Stanford and Dartmouth economists find high cost and low benefit to border wall for U.S. workers

People reach through the wall from the Mexican side at the conclusion of the Hugs Not Walls event on the U.S.-Mexico border on October 13, 2018 in Sunland Park, New Mexico. (Photo by Mario Tama/Getty Images)

As talk of funding a $5 billion border wall threatens to shut down the government just before Christmas, a Stanford-Dartmouth university study published last month shows that that the economic impact of the wall didn’t really reduce the number of Mexican immigrants and was largely harmful to U.S. workers. 

Despite construction costs of the wall of $2.3 billion, the study found that the border wall expansion harmed college-educated U.S. workers by $4.35 per person and benefited less-educated workers by an average of 36 cents a year.

In terms of the Mexican economy, the researchers found that the Secure Fence Act of 2006 had a negative effect. College-educated Mexican workers lost the equivalent of $2.99 in annual income, while less-educated Mexican workers lost an average of $1.34 a year. 
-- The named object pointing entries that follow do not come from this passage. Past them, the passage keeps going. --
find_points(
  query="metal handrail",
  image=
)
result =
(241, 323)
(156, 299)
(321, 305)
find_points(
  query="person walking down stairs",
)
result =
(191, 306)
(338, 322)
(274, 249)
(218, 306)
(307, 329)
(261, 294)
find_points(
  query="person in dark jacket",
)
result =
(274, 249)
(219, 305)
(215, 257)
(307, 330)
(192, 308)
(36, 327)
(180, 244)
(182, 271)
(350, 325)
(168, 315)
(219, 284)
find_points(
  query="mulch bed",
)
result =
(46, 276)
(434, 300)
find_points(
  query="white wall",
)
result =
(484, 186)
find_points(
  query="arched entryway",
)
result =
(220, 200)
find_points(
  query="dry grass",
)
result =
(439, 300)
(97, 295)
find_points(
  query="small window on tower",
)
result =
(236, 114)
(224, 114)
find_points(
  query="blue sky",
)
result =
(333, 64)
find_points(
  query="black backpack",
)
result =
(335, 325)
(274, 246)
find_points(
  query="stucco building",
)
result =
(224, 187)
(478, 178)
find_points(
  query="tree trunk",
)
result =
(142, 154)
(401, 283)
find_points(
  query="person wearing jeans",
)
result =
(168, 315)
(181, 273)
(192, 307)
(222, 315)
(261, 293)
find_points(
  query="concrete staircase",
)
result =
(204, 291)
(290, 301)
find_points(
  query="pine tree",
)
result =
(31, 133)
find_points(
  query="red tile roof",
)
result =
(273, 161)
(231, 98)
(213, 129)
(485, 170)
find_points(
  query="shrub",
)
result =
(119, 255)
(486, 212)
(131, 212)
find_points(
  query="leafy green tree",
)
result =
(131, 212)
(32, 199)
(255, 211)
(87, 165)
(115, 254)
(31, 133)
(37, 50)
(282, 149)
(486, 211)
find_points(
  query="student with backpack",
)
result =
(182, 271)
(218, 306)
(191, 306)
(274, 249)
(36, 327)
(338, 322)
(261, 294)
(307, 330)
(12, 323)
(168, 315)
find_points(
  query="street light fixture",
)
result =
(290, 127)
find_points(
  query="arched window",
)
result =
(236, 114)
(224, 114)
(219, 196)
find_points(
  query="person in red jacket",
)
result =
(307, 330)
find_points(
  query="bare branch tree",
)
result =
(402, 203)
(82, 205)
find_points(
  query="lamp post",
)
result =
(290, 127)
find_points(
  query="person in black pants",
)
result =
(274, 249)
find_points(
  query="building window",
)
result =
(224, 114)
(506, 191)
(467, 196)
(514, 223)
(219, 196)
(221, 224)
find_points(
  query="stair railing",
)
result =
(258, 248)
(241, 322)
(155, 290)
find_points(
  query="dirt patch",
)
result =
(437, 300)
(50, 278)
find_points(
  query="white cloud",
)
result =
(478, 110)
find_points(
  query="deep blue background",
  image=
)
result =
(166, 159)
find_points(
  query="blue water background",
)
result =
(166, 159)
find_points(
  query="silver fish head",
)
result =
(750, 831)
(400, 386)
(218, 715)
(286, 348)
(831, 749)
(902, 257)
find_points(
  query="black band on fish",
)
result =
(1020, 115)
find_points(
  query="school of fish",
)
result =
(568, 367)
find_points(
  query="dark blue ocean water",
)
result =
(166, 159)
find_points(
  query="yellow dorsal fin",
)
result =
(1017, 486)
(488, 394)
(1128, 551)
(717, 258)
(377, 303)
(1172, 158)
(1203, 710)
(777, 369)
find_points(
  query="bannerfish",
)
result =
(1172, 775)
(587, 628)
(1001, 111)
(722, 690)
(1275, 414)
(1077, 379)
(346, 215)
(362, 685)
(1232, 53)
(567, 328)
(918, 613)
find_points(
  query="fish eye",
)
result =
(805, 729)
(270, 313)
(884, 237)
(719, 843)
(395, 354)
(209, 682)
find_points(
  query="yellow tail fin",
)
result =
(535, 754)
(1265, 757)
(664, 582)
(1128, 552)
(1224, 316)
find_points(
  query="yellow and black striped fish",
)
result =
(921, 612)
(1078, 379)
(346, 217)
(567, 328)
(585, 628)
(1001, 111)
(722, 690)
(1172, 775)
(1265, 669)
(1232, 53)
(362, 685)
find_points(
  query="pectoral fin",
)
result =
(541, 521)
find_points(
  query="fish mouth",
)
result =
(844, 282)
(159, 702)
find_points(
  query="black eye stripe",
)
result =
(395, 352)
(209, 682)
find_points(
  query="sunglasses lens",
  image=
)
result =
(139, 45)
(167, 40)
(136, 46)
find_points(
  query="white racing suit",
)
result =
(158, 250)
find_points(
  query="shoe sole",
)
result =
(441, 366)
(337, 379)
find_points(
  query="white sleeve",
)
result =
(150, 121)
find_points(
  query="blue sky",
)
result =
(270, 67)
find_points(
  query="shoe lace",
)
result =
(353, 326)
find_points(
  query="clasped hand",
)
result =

And the number of immigrants? The researchers estimate that the wall expansion reduced the total number of Mexican-born workers coming into the U.S. by 0.6 percent, roughly 83,000 people. 

The research was co-authored by Dartmouth economist Treb Allen, Stanford economist Melanie Morten and Stanford doctoral candidate Cauê Dobbin, who launched the study in the summer of 2016 after seeing a need for more empirical evidence on the effects of the border wall amid ongoing debates over immigration. The 101-page working paper is abridged in an executive summary and was posted online by the National Bureau of Economic Research on Nov. 19. 

“Overall, we find that the additional fencing had a very small effect on migration and an overall negative effect on the economy,” Morten, an assistant professor of economics and faculty fellow at the Stanford Institute for Economic Policy Research, told Stanford News. “The wall was expensive to U.S. taxpayers – they paid roughly $7 per person – but saw little to no economic benefits as a result. Some even saw their welfare fall.”

KTVU reached out on Friday to the Hoover Institution, a conservative think tank based at Stanford University, to comment on the study, but did not immediately hear back. 

Morten's study looked at the economic impacts of the border wall expansion between the U.S. and Mexico between 2007 to 2010, specifically focusing on the 548 miles of additional fencing that was constructed along nearly one-third of the 1,954-mile border.

To evaluate the effect of the border wall expansion on migration patterns, researchers used confidential Matricula Consular data from the Mexican government to examine how migration flows changed after the border wall expansion. 

Even with all the hardship and the Trump administration's crackdown on illegal immigration, the study found that most Mexican-born migrants still opted to come to the Unisted States, even though the additional border barriers altered their migration paths and made the journey more difficult.

“If the goal of policy is to reduce migration, it’s important to examine what leads people to migrate in the first place,” Morten said. “Mexican citizens tended to migrate to attain higher wages. The wall did not change that.”